Abstract
Aim:
To examine effects of diabetes mellitus (DM) on survival in gastric or esophageal (GE) cancer and the cancers’ effects on glycemic control.
Materials & methods:
Patients with GE cancer with and without DM were matched 1 to 1 (2006–2016). Characteristics were compared and survival assessed with Kaplan–Meier method and Cox regression. Mixed models compared hemoglobin A1c and glucose over time.
Results:
Among DM cases, mean hemoglobin A1c was 6.8% in the year after cancer diagnosis. Three-year overall survival was 46% with DM versus 52% without DM (hazard ratio [95% CI]: 1.95 [1.14–3.34]; p = 0.02).
Conclusion:
GE cancer and its treatment did not affect glycemic control. Risks of death and progression were greater for patients with DM than patients without DM.
Keywords: : cancer, endocrinology, glycemia, malignancy, mortality, outcomes research
Lay abstract
The objective of this study was to identify the effect of diabetes mellitus (DM) on survival of patients with gastric or esophageal (GE) cancer and to determine whether GE cancer and its treatment affected glycemic control. We used an institutional cancer registry to identify 184 patients with GE cancer and grouped them by the presence (n = 92) or absence (n = 92) of DM. Patients were matched by age and year of cancer diagnosis. GE cancer did not affect glycemic control, and risks of death and disease progression were greater in patients with DM than patients without DM.
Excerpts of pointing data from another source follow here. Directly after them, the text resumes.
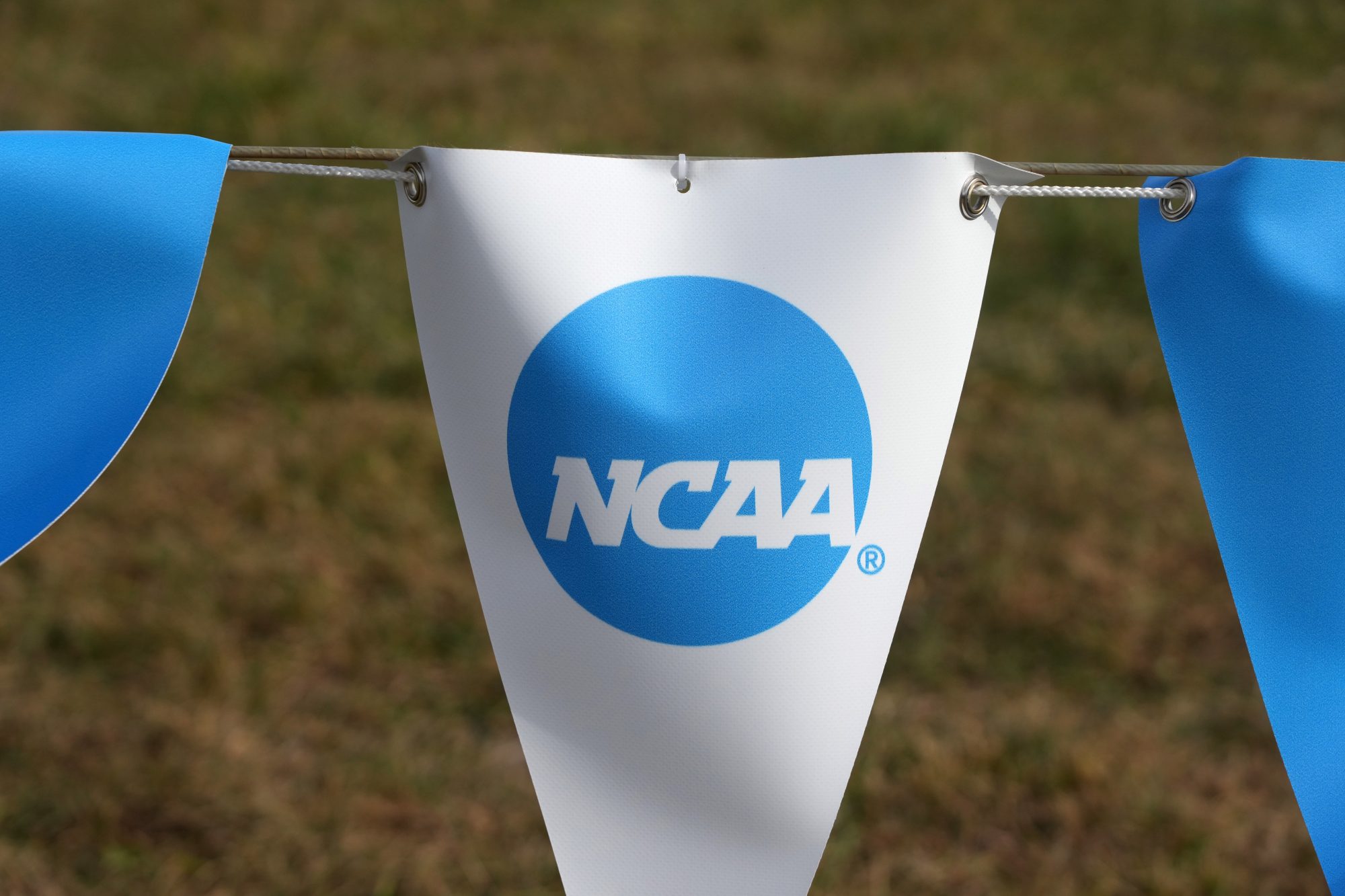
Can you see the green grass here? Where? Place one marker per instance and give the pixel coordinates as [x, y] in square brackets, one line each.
[252, 661]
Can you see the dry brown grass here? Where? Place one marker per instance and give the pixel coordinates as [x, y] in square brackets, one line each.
[251, 659]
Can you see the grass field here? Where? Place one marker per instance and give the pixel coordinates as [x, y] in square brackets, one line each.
[252, 661]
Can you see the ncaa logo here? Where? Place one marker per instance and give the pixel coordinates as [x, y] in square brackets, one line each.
[692, 458]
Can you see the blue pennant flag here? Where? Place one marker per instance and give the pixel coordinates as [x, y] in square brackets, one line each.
[1249, 296]
[103, 237]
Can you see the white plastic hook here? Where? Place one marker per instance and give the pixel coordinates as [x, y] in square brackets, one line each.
[680, 173]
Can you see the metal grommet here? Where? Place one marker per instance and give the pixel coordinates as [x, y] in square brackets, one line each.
[972, 205]
[1179, 209]
[415, 189]
[680, 174]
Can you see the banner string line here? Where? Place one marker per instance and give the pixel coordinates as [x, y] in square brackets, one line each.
[260, 159]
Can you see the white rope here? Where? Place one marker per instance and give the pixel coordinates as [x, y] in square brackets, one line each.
[681, 173]
[1091, 193]
[323, 171]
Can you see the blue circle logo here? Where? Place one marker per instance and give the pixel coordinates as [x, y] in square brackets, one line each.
[692, 458]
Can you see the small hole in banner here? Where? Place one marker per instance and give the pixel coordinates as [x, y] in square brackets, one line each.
[415, 189]
[1180, 208]
[680, 174]
[970, 204]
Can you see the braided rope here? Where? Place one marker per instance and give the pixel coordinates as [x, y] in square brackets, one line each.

Although the incidence of gastric cancer has decreased over the past decade, approximately 26,240 cases will have been diagnosed in 2018 in the USA, and approximately 10,800 people are projected to die as a consequence [1]. The incidence of esophageal cancer has also decreased slightly over the past decade. Nonetheless, 17,290 new cases of esophageal cancer will have been diagnosed in the USA in 2018, and 15,850 people were expected to die of it [1]. Adenocarcinoma accounts for most of the esophageal cancers diagnosed in the USA [2]. Obesity is a risk factor for esophageal adenocarcinoma and may be a risk factor for gastric cancer [3,4]. Studies are inconclusive about whether diabetes mellitus (DM) is associated with an increased risk of gastric cancer [5,6].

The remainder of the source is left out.